I have an unusual music source. His name is Baron and he came to the United States in his late teens as a foreign exchange student from Germany. Although his homeland's biggest contribution to American music is probably when Nena floated to number two on the Billboard chart in 1983 with "99 Luftballoons" and its translated sibling "99 Red Balloons," Baron has tremendous taste in music. We were chatting about music one day, as we often do, and in his still-thick German accent Baron said to me: "You must check out Foxygen - I play it on repeat." Knowing he would never steer me toward beer festival style Oom-pah polkas or raucous heavy metal like Defeated Sanity or Heaven Shall Burn, for which his homeland is best known today, I took that recommendation and ran with it. Suffice to say: Baron, you have done it again.
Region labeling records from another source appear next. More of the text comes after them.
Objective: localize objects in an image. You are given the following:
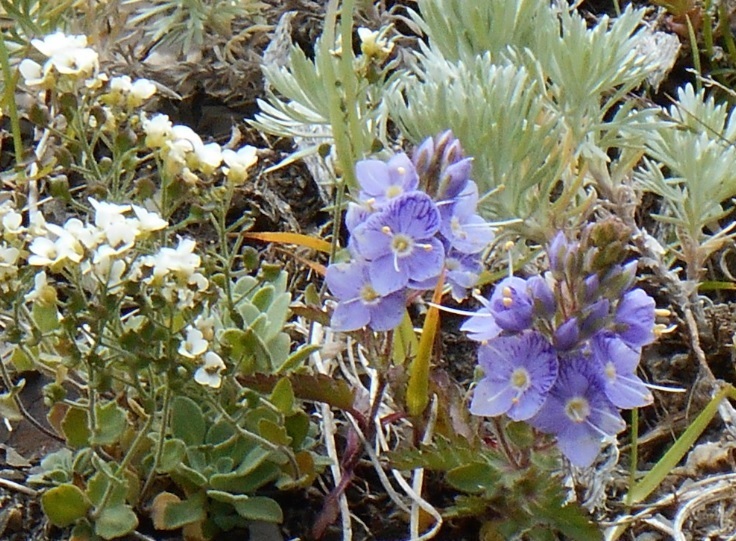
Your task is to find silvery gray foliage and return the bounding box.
[635,85,736,280]
[387,0,670,226]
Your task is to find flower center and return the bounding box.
[391,234,414,257]
[565,396,590,423]
[604,361,616,381]
[360,285,381,304]
[511,367,530,391]
[386,184,404,199]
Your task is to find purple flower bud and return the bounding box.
[547,231,577,276]
[470,331,558,421]
[490,276,534,332]
[553,317,580,351]
[580,299,611,338]
[434,158,473,201]
[526,276,557,318]
[614,288,655,348]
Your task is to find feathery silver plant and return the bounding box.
[635,85,736,281]
[387,0,669,232]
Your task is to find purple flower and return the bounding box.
[460,306,503,342]
[470,331,558,421]
[351,192,445,295]
[440,181,495,254]
[355,152,419,206]
[529,356,626,467]
[526,276,557,317]
[614,288,655,348]
[590,332,653,409]
[547,231,579,277]
[435,158,473,201]
[490,276,534,332]
[554,317,580,351]
[325,261,406,332]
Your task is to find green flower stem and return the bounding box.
[0,32,25,181]
[141,375,171,496]
[317,0,361,261]
[91,415,153,522]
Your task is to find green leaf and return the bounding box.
[61,408,92,448]
[446,462,500,494]
[276,344,322,374]
[95,504,138,539]
[157,439,187,473]
[90,401,127,445]
[160,492,207,530]
[233,496,284,523]
[171,396,207,446]
[41,484,91,528]
[270,378,295,415]
[258,419,291,445]
[31,302,59,333]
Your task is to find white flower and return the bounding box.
[222,145,258,184]
[143,115,173,148]
[133,205,169,232]
[23,271,56,305]
[194,143,222,175]
[149,238,201,279]
[31,32,87,58]
[28,224,84,268]
[18,58,46,86]
[194,351,226,389]
[358,27,394,60]
[178,327,210,359]
[89,197,139,247]
[2,210,26,237]
[194,315,215,340]
[64,218,104,250]
[128,79,156,107]
[110,75,133,94]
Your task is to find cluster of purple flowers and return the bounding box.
[463,225,656,467]
[326,132,493,331]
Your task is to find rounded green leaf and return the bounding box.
[41,484,91,528]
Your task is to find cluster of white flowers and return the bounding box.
[0,201,25,293]
[179,317,226,389]
[141,238,209,310]
[18,32,99,87]
[107,75,156,109]
[28,198,168,293]
[143,114,258,184]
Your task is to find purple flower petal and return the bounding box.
[591,332,654,409]
[460,306,503,342]
[368,254,409,295]
[615,288,655,348]
[470,331,558,421]
[490,276,534,332]
[529,356,626,467]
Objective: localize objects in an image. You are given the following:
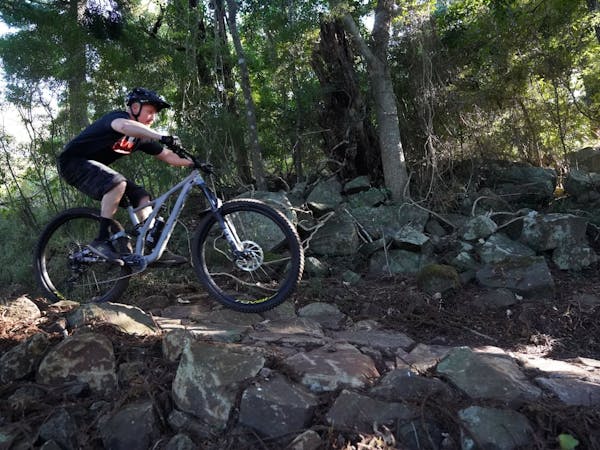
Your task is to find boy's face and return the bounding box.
[131,103,158,125]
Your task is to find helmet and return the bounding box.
[126,87,171,111]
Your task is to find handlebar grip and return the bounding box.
[172,147,215,175]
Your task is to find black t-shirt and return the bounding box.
[60,111,163,165]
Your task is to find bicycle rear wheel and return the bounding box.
[192,199,304,312]
[34,208,131,303]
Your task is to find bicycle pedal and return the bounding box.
[121,253,148,271]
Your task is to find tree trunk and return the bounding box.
[66,0,89,135]
[214,0,252,184]
[311,20,381,180]
[587,0,600,43]
[336,0,408,202]
[227,0,267,190]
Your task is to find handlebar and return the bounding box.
[171,146,215,175]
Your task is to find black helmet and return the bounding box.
[126,87,171,111]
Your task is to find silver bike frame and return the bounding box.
[115,169,243,264]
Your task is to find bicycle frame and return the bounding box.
[111,169,243,264]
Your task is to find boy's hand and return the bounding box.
[159,136,183,150]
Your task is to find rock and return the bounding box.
[39,408,79,450]
[67,303,159,336]
[348,188,387,208]
[477,233,535,264]
[369,249,431,275]
[173,342,265,429]
[165,433,196,450]
[369,369,452,402]
[519,211,587,252]
[283,345,379,393]
[0,333,50,384]
[304,256,329,278]
[0,295,42,321]
[436,347,541,406]
[331,329,415,355]
[239,375,318,438]
[285,430,323,450]
[100,400,160,450]
[298,302,346,330]
[310,212,360,256]
[476,256,555,298]
[344,175,371,195]
[535,377,600,406]
[417,264,461,295]
[460,215,498,241]
[458,406,533,450]
[306,177,343,215]
[37,333,117,396]
[325,390,419,433]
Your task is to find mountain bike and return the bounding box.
[34,148,304,312]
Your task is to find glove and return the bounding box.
[159,136,183,150]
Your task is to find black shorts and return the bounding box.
[57,157,150,207]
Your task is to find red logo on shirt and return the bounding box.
[113,136,137,155]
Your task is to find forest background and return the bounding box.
[0,0,600,286]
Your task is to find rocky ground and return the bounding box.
[0,267,600,449]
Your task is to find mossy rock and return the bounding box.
[417,264,460,294]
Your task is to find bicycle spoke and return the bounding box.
[194,200,303,311]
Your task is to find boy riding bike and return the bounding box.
[58,87,194,265]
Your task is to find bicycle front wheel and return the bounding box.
[192,199,304,312]
[34,208,131,303]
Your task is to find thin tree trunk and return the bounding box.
[587,0,600,43]
[214,0,252,184]
[66,0,89,135]
[227,0,267,190]
[343,0,408,202]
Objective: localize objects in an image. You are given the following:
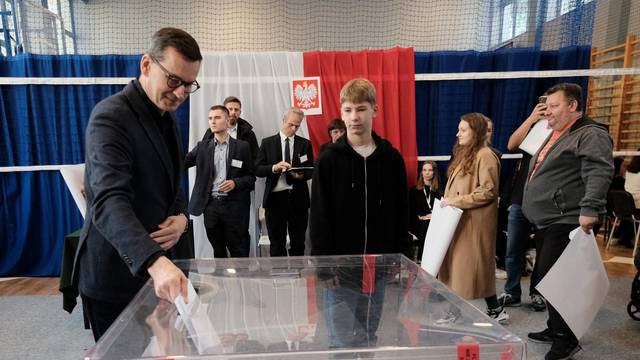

Jonathan Rado and Sam France clearly depleted their skill in coming up with clever, pithy names when it created the duo's fantastic moniker, leaving us with the clunky We Are the 21st Century Ambassadors of Peace & Magic as the name of its second album. The music strongly belies the unwieldy title, playing like a 36 minute breath of fresh air, a beautiful album that, like grilled Chilean Seabass, could be best enjoyed outdoors on a summer evening with a crisp citrusy sauvignon blanc. Far too many varied styles and influences permeate 21st Century Ambassadors to fit Foxygen neatly in a box, but it can be most closely grouped into the psychedelic revival with bands like Tame Impala, MGMT and Pond.
Rado and France, a pair of 22 year-olds from Los Angeles, have clearly spent much of their limited time on Earth studying the musical styles of the late '60s and '70s, incorporating church-style organs, chimes, flute, clapping, piano, repetitive female accompaniment and even doo-wop into a masterful concoction where not only do no two songs sound alike, they hardly sound like they emanate from the same band. Many artists are similarly drawing from the staples of yesteryear, so what makes these chaps different is the way they practically occupy the era, going far beyond dropping the occasional reference -- they could just as easily have written these songs while sitting cross-legged around a hookah and complaining about the Nixon administration. Foxygen doesn't just evoke the easy themes of the time - peace, love and understanding, it delves deeper into the political and social mores of the era. Lyrics don't just obliquely mention "the war," but talk to "my grandma who lost her arms in the war," singing not just of the heavy drug use, but of "smoking pot on the subway." It is that level of detail that makes the band authentic, not just a couple of posers who once watched a Woodstock DVD.
Aside from the fact that he possesses actual musical talent and has no interest in winning a karaoke contest that wastes hundreds of millions of American hours, France would be a shoo-in for American Idol or The Voice, as even someone with a tin ear can easily point to several spot-on homages to the prominent singers of the era. On "No Destruction," he gives a Bob Dylan impression that four actors and an Oscar-winning actress couldn't match in the movie I'm Not There. If you close your eyes during "On Blue Mountain," you can practically see France doing a rooster walk and wagging his finger at the crowd while wearing 24-inch waist pants and somehow getting his words to pass through the world's biggest lips. The listener is even treated to a credible Elvis Presley impersonation in the title track.